Rumours are that the recent death of Kelley Lindsell (29), the personal chef of tycoon Rudy (68) and Sheri Trotman (65) at Sir Hewitt’s Fawstead Manor country estate in Fenshire, has spooked Sybil Bransgrove (36) so badly she’s considering cancelling her nuptials.
Meanwhile the bride and her mother, Lady Grace (61), are being supported by family friend Lady Beatrice (36), the Countess of Rossex, who, alongside her business partner Perry Juke, is currently managing the project to refurbish the Manor House and Lodge on the estate.
Not again! Now that Lady Grace has asked Lady Beatrice to liaise with the police during the investigation into Kelley’s death, she’ll have to cooperate with boorish Detective Chief Inspector Richard Fitzwilliam whether she likes it or not. Her only relief will be solving the murder with the help of her friends Perry and Simon and her dog Daisy to get rid of him faster. But with so many wedding party guests staying on-site, any one of them could be the killer. Can they find out who it is before Sybil calls off the wedding…
Hello. I’m Helen Golden. I write British contemporary cozy whodunnits with a hint of humour. I live in a small village in Lincolnshire in the UK with my husband, my step-daughter, her two cats, our two dogs, sometimes my step-son, and our tortoise.
I used to work in senior management, but after my recent job came to a natural end I had the opportunity to follow my dreams and start writing. It’s very early in my life as an author, but so far I’m loving it.
It’s crazy busy at our house, so when I’m writing I retreat to our caravan (an impulsive lockdown purchase) which is mostly parked on our drive. When I really need total peace and quiet, I take it to a lovely site about 15 minutes away and hide there until my family runs out of food or clean clothes
Social Media Links –
This new author is keeping her readers jumping (happily I’m sure) with her rapid release of the first three books in her debut series. In October, we had Spruced Up For Murder; In November we have For Richer, For Deader; and in December will be Not Mushroom For Death. The series features a delightful cast of recurring characters – especially Daisy, Beatrice’s dog.

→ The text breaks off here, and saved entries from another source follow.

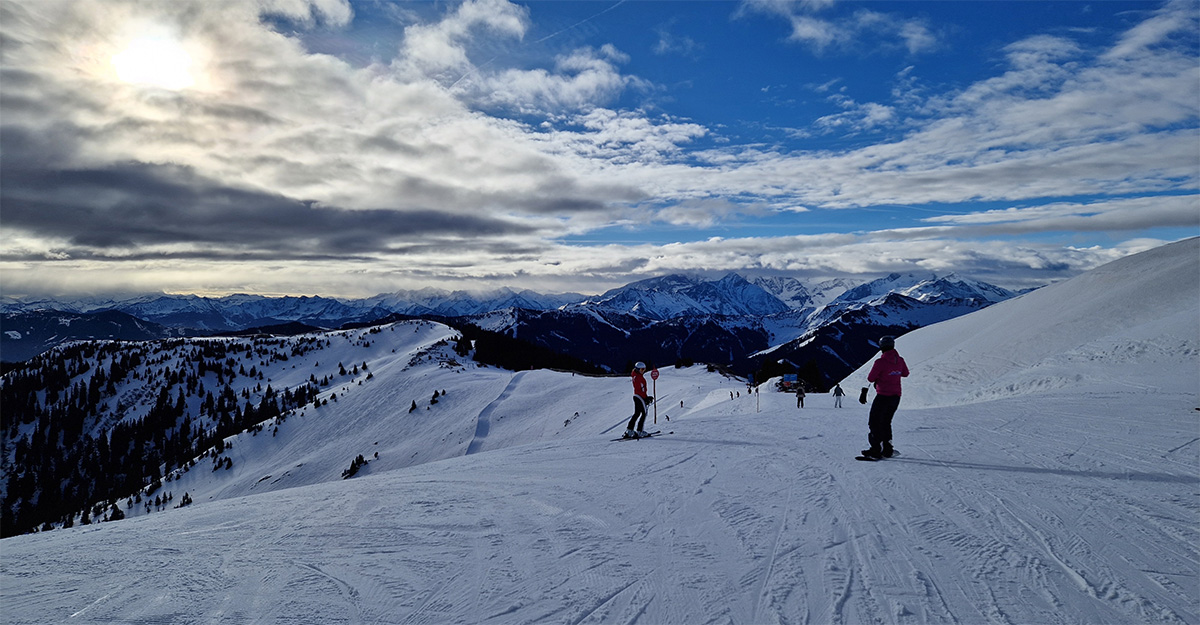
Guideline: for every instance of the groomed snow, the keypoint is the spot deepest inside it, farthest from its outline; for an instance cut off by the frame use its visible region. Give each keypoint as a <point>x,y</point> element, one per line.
<point>1013,500</point>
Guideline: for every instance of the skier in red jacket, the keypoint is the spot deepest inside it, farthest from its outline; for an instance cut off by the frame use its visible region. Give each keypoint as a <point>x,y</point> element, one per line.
<point>640,401</point>
<point>886,376</point>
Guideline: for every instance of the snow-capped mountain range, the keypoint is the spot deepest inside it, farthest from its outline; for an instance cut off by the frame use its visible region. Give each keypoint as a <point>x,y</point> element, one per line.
<point>697,318</point>
<point>1047,474</point>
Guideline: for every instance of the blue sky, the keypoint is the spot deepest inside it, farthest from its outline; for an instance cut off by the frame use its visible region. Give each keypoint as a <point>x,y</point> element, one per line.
<point>334,148</point>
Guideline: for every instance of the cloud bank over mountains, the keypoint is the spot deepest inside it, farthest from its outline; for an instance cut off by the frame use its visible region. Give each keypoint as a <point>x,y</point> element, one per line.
<point>473,143</point>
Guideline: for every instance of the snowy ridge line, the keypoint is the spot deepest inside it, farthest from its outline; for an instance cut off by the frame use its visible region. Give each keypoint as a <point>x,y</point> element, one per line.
<point>751,517</point>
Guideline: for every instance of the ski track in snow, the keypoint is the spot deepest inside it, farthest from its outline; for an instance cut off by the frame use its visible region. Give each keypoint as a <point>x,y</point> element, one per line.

Lady Beatrice, seventeenth in line for the British throne, along with her new business partner and friend, Perry Juke, are happily working on their next project. They are redecorating/refurbishing The Lodge – a seven-bedroom house on the grounds of Fawstead Manor. The Lodge will be the UK base for Sybil and Otis Trotman once they are married – or – maybe we should say IF they are married because it seems someone is determined to see it called off.
The threats begin with a dead rat bearing a note demanding that the wedding stop – then more animals and more notes. However, finding a dead body is what really focuses everyone on how dangerous the situation is. Everyone is frightened – especially the American contingent of the wedding party – because it was one of them who was murdered. Should Sybil and Otis just postpone? Can they even accomplish that at this late date?
There is a special security bureau charged with keeping all members of the royal family safe. Since Lady Beatrice is working at the location where all of that mischief is taking place, the PaIRS bureau is called in to handle the investigation. Of course, that means DCI Fitzwilliam will be the one in charge and he and Lady Beatrice don’t have the best of relationships. DCI Fitzwilliam wants Lady Beatrice to keep her nosey little self out of his investigation even though she was a help in his last case and that really sets her off. She is absolutely determined that she and Perry will solve the case first and she can thumb her nose at him then.
As with the first book, I found this one to be a tad slow in spots, but it wasn’t anything that precluded me from enjoying the book. My biggest issue with this book is something Lady Beatrice’s mother does. I can’t/won’t say much about it because it would spoil it and I wouldn’t want to do that. Then, she forgives much too quickly and too easily. Had my mother done that to me and/or my family/friends, I would still love her – but I would be living someplace different. I understand the reasoning given in the book – but I just don’t buy it and don’t like it.
I always need some romance to go with my mysteries – I always want either a married couple or a couple with a committed relationship. I assume we’ll end up with that in this series, but I’m not sure where it is going at the moment. We have two candidates at the moment for Lady Beatrice – One I don’t care for, but I think he’ll be gone after the next book, and the other I would like but if it goes forward, I’ll be interested to see how the author will handle/explain the large differences in social class.
I can recommend this book and hope you will enjoy it as much as I did.
I voluntarily read and reviewed an Advanced Reader Copy (ARC) of this book. All thoughts and opinions are my own.